The Mfinda is a spiritual concept of the forest in Bakongo religion that is seen as the meeting point between the physical world of the Bakongo people and the spiritual world of their ancestors.

== Belief ==
Nature is essential to Kongo spirituality. While simbi (pl. bisimbi) nature spirits later became more associated with water, or kalûnga, they were also known to dwell in the forest, or mfinda (finda in Hoodoo). The Kingdom of Kongo used the term chibila, which referred to sacred groves, where they would venerate these forest spirits. The Kingdom of Loango called them bakisi banthandu, or spirits of the wilderness. The Kingdom of Ndongo preferred the name xibila (pl. bibila).

The Kongo people also believed that some ancestors inhabited the forest after death and maintained their spiritual presence in their descendants' lives. These particular ancestors were believed to have died, traveled to Mpémba, and then were reborn as bisimbi. Thus, The Great Mfinda existed as a meeting point between the physical world and the spiritual world. The living saw it as a source of physical nourishment through hunting and spiritual nourishment through contact with the ancestors. One expert on Kongo religion, Dr. Fu-Kiau, even described some precolonial Kongo cosmograms with mfinda as a bridge between the two worlds.

=== Nganga ===
Mfinda is also where Kongo secret societies, such as Kinkimba and Lemba, initiated new healers. Expert healers, known as banganga (sing. nganga) underwent extensive training to commune with the ancestors in the spiritual realm and seek guidance from them. These new initiates learned how to locate nature spirits and build a connection. Once they became official banganga, it became their duty to seek them out in the forest and venerated them with shrines, sacred trees, and minkisi (sing. nkisi). In return, the ancestor or nature spirit would pass on untold history, advise the nganga, or allow them to harness their powers for healing or protection.

== American diaspora ==

=== Cuba ===
In the Afro-Cuban religion of Palo, Nzambi is the god who created the universe and animated it. Nzambi resides in all natural things, and the spirits of the dead. Long deceased ancestors who became spirits will become enveloped in the natural elements over a period of time and thus, Nzambi himself. The natural powers of Nzambi can be harnessed by a Nganga and in common ceremonies.
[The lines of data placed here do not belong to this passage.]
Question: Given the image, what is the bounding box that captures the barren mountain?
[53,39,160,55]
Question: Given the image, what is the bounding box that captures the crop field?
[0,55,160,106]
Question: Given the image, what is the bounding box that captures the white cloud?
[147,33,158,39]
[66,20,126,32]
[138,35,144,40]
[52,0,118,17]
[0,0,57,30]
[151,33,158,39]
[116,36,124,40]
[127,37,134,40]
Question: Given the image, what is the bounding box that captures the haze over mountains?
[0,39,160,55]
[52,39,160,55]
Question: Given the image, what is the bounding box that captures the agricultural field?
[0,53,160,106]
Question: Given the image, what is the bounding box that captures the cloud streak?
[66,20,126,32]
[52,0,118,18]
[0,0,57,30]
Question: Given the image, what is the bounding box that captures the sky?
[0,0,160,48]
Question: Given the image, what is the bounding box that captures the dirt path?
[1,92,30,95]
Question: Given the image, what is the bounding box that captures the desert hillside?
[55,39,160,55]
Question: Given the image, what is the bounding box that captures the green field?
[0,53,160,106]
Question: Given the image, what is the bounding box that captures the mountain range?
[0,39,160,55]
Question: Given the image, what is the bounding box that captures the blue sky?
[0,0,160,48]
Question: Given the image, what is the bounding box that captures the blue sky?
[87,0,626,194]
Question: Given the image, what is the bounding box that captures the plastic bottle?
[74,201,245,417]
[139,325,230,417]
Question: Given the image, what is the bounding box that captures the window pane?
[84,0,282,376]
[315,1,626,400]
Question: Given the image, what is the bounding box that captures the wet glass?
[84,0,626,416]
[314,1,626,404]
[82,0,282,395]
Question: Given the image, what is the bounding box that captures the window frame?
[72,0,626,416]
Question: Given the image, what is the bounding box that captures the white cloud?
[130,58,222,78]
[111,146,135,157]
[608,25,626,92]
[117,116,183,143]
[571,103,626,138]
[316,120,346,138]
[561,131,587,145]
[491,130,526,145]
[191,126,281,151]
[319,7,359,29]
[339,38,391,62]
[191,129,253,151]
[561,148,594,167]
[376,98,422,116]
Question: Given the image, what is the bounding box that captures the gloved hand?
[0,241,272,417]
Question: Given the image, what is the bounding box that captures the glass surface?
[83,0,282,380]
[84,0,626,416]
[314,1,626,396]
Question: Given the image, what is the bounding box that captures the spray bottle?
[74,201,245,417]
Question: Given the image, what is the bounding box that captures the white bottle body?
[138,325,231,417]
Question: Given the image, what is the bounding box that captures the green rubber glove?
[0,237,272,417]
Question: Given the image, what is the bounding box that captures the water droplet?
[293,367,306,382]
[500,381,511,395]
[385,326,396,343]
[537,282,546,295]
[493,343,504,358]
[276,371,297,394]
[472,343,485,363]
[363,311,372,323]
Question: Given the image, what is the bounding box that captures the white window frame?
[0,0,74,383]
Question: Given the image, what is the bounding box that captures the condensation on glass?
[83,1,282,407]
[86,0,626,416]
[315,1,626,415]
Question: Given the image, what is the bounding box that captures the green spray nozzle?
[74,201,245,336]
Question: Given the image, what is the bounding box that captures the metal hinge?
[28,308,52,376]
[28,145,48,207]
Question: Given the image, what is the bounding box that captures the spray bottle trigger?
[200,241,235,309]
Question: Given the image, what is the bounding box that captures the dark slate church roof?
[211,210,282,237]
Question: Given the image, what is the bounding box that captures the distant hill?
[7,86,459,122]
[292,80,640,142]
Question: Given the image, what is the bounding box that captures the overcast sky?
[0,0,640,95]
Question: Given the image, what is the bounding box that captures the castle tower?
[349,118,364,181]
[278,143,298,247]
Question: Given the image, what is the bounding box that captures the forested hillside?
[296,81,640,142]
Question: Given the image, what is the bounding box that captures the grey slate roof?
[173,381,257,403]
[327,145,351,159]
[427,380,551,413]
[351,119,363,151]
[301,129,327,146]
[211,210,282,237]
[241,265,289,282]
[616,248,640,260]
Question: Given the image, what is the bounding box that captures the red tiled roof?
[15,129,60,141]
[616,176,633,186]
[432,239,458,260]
Afro-Cubans also believe in Mpungus (also spelled Ampungus), or nature spirits, that are similar to bisimbi spirits that occupy the Nfinda, or forest, which is synonymous with the Mfinda in Bakongo religion.

=== The United States of America ===
The concept of mfinda as a spiritual space also emerged amongst Black Americans in the colonial United States through trans-Atlantic slavery and became known locally as finda. Bakongo descendants saw the wilderness as a symbol of freedom but also sorrow. Because early enslaved Bakongo had no ancestors on this side of kalûnga (which became synonymous with the Atlantic Ocean), it meant they had no blood tie to the new lands in which they were transported. Thus, banganga had no way to connect to the spiritual world. To remedy this, some Bakongo and Ambundu people willingly committed acts of sacrificial suicide so that they could become ancestors or simbi and connect the living to Mpémba, the spiritual world. The finda then became a sacred space, where sightings of "cymbee" spirits were often recorded by Black Americans. Today, the finda is still a significant element in Hoodoo.